Le cœur brisé, l'âme en miette, je le laissai sur ma table de nuit. Tout le monde saurait que je m'étais enfuie, parce qu'ils savaient tous que jamais je ne serais partie sans.

-Deux minutes.

Anna pesta, mais ne dit rien de plus. Je soulevai une latte du plancher et sortis la boite restée secrète depuis des générations. Je sortis le journal intime et le retournai dans tous les sens.

-Tu ne peux pas l'emmener, Era...

-Je sais, soufflai-je.

-Il sera plus en sécurité ici, crois-moi.

Ravalant mes larmes, je reposai le journal. Il mettait difficile de l'abandonner ici, même si je n'avais jamais pu le lire. C'était une partie de moi-même, les âmes de toute une partie des générations de Eléazar qui m'avaient précédée.
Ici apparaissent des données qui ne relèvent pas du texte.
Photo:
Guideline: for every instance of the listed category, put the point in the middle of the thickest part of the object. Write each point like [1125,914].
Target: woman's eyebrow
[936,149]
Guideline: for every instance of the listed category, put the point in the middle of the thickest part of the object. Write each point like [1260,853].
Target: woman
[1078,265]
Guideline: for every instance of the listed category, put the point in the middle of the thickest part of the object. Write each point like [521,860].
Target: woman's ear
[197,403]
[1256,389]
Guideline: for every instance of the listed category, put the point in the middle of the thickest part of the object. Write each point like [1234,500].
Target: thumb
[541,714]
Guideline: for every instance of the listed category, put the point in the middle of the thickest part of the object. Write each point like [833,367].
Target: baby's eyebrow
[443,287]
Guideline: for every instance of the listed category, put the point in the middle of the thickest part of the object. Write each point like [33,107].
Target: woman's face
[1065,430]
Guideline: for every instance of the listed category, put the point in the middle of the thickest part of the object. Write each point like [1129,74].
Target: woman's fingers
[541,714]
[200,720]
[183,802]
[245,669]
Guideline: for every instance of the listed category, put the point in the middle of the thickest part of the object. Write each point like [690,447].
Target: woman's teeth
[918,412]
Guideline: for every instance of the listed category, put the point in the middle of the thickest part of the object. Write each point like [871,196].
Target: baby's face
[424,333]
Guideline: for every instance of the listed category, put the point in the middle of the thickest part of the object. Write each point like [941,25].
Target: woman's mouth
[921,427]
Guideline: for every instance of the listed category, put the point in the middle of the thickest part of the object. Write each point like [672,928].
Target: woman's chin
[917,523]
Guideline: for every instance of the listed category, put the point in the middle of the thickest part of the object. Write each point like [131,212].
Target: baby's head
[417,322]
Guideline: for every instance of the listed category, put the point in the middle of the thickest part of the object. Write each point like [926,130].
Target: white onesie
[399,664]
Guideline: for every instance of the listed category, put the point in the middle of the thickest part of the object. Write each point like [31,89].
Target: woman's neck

-Viens, on va emprunter tous les petits coins cachés de la Tour, à mon avis, vos Créateurs n'étaient pas aussi droits que ça...

-Comment ça ?

Elle eut un sourire diabolique.

-Oh à cause du nombre incalculable de passages secrets, planques, qui composent la Tour. Je ne sais pas qui a fait les plans, mais il avait pensé à tout ça, avait su qu'un jour, des personnes auraient besoin de se cacher et agir dans l'ombre. Ne m'en veux pas, mais je doute que ce soit l'œuvre de ton ancêtre ou même celui d'Ayaan...

Elle avait raison, je ne voyais pas Maximilian Malkam et Alexander Eléazar permettre à des gens de remettre l'autorité de leurs descendants, dirigeants de la Tour d'Ivoire, en question.